Requiem is Latin for “rest“. Therefore, a requiem mass is a mass of rest, or a funeral – mass for the dead. When a composer writes the music to accompany such an event, it is also called a requiem. Many composers have written them: Faure, Verdi, Stravinsky, Haydn, Brahms, and of course Mozart.
Wolfgang Amadeus Mozart is perhaps the most famous composer who ever lived. He spent much of his youth being dragged around Europe by his father Leopold, labeled as a child prodigy. He played before emperors and bishops, and even composed works as early as age seven. As an adult, he enjoyed Vienna the most and tried to spend as much time living in the city as possible. Visiting many of the places he went to was perhaps my favorite aspect of traveling to the capital of Austria.

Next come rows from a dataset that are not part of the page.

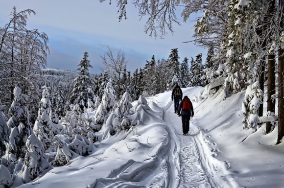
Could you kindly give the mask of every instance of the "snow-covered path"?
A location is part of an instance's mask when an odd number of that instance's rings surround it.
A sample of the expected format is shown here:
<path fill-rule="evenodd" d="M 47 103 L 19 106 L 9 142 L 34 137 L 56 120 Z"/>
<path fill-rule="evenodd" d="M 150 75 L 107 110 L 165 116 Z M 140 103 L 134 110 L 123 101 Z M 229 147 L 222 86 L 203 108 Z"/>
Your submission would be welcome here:
<path fill-rule="evenodd" d="M 184 96 L 190 99 L 202 91 L 200 88 L 190 88 L 183 90 Z M 167 93 L 167 94 L 170 94 Z M 165 98 L 165 96 L 161 97 Z M 203 133 L 198 127 L 198 108 L 193 103 L 195 116 L 190 119 L 189 134 L 183 135 L 181 118 L 174 113 L 173 102 L 170 95 L 166 101 L 158 101 L 164 110 L 164 120 L 166 123 L 166 130 L 169 133 L 170 152 L 168 153 L 168 173 L 169 188 L 222 188 L 235 187 L 231 185 L 225 172 L 213 162 L 214 152 L 217 149 L 209 149 L 205 145 L 215 145 L 211 142 L 210 137 Z M 201 103 L 202 102 L 201 101 Z M 217 164 L 217 165 L 216 165 Z M 225 187 L 224 187 L 225 186 Z"/>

We toured the Mozarthaus, a museum built into an apartment in which he lived from 1784-1787 (and composed THE MAGIC FLUTE, DON GIOVANNI, and THE MARRIAGE OF FIGARO). We had lunch at a small, medieval tavern – Griechenbeisl – where he frequented with his contemporaries. We went into the grand Church of St. Stephen, the cathedral where he celebrated both his marriage and funeral. We paid our respects at the St. Marx Cemetery where he was buried in a common grave (the marker was added later) with the likes of Beethoven, Strauss, and Shubert. We walked the streets he must have walked and saw some of the sights he must have seen.
It felt truly wonderful to step back into the history of this legendary figure. I wish there were more photo opportunities. Unfortunately, you have to be there to really feel his presence, and the few pictures I did manage to snap, simply don’t do him justice.
If you have seen the film, Amadeus (if you haven’t you should), you are aware of the mysterious circumstances surrounding his death. According to the film, it was the sheer act of composing his requiem, a job that was commissioned by a masked benefactor, that brought him to his untimely demise in 1791. The piece was finished in someone else’s handwriting. Eerie…
Guilt and shame over his father coupled with massive gambling debts are more than likely a closer cause. But the idea that he wrote his own requiem mass and that is what killed him sends a chill up my spine.
One cannot come to Vienna without spending at least one day retracing Mozart’s footsteps. Don’t forget to load some of his work onto your iPod and listen as you stroll.